When the puppy leaves a mess behind, consider it an opportunity to create a positive experience next time. Put the poop or some pee-soaked paper towels directly in or on the spot where you do want the puppy to use the bathroom, or on his indoor potty. You don’t have to leave it there for hours stinking up the house, just long enough for the puppy to sniff it and for some of the scent to be left behind. Dogs have an excellent sense of smell, and he will begin to associate the smell of his pee and poop with the place he is supposed to go to the bathroom.

Indoor Dog Potties Can Be Used Outside Too:

Indoor dog potties, sometimes called doggie litter boxes, are an excellent investment and greatly speed up the housebreaking process by giving the puppy an appropriate place to go indoors.

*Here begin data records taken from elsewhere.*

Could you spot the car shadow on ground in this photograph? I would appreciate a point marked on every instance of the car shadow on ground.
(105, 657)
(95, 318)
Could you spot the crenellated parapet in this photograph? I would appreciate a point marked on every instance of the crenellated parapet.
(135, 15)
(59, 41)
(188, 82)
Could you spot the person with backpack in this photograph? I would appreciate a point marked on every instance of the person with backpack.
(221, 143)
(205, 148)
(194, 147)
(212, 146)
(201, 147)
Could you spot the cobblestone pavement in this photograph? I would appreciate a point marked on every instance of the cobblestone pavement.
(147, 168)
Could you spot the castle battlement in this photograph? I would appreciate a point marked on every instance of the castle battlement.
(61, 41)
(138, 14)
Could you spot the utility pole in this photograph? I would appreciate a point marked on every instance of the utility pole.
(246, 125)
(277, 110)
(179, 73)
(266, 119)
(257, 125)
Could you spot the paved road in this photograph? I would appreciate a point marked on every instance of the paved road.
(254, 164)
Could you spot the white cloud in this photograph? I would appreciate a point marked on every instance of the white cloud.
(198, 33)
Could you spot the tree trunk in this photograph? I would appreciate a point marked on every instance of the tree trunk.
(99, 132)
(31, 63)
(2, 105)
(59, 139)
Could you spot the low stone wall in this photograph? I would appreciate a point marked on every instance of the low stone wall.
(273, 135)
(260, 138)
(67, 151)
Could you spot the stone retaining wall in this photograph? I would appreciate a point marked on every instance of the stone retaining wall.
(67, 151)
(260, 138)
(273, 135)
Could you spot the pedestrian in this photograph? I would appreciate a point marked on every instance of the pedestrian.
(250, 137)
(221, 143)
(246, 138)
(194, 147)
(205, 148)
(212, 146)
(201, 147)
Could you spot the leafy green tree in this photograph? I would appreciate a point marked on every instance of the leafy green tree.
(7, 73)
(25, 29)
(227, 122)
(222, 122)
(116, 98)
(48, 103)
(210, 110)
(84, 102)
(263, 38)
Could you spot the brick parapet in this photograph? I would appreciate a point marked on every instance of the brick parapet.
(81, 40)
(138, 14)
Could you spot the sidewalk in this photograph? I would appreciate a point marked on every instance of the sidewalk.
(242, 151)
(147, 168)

This is an especially good option for times when you have to leave the puppy home alone, which you will need to do anyway as part of the training process.

You can also use the indoor dog potty to teach your puppy to go outside. First, use the dog potty inside while you establish it as the appropriate place to go to the bathroom. After a few days of successful use, you can move the dog potty to the place you would like the puppy to go to the bathroom outside. When you take him out to go, show him his dog potty and he’ll likely use it. Once you put the dog potty back inside, he will still associate the spot it was in outside as the place he’s supposed to use the bathroom.